Georges MEURANT 2005

"Joelle Delhovren represents the human person, exclusively. She started drawing as a young child. This natural mode of expression grew with her into adulthood. She naturally studied and worked in visual communication but it left her frustrated until a decade ago, when she dedicated herself to painting, a solitary act, a singular art.
Whilst working in the meaning-enhancement industry however, she created notebooks with images and words, with puns focused on eight major themes: Icon-iconography-iconoclast, Human Figure in Emotion, Grand, Space, The Human Body, Moucharabieh, Constantin’s Dream, Résistances. They are contrasted or paradoxical patchworks, collages with panels and drawers, inserts of plotted or painted drawings, photographs, objects, subverted, dovetailed, superimposed with or without overlays or openings. They are scaffolds, serial repetitions, progressions and breaks. She portrays and thus reveals the dehumanizing codes that feed the spinning wheels of our consumer society aimed at alienating instead of federating. They are the daily affirmation, embued with empathy and compassion, of humanism craving to be shared.

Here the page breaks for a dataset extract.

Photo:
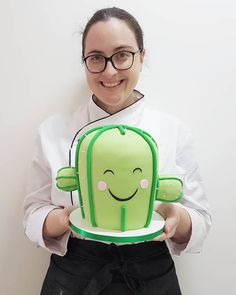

Delhovren paints portraits based on her own photographs. Cropping is the first decision you make in painting . Hers disregards the background. The entire space has to come from the subject, who becomes one with the canvas and emerges from it. The representation largely exceeds natural dimensions. The figure (the head, or the torso and and upper limbs, hardly ever beyond) is built by volumes, from the larger to the smaller. The elements are articulated and detached, brushed, cut with a hand obeying the eye - an eye that has learned how to see - right into the skin, an interface rather than texture per se. Her work is realistic, uncompromising, refined yet unpretentious - the less the better. Colour - oil on unbleached linen - , is reduced to the bare minimum, and is mainly red, white and black, in chiaroscuro rather than contrasting tones. The artist meets and finds herself in her work. Her portraits track the vulnerable under the traces left by life. They are mute as much as the notebooks are loquacious - yet they pursue the same goal. They try to show the bond that links us all. Joelle DELHOVREN invites fellow artists (and friends of friends) to her thematic notebooks. Two have been published to date. They offer a platform for individual views and philosophies.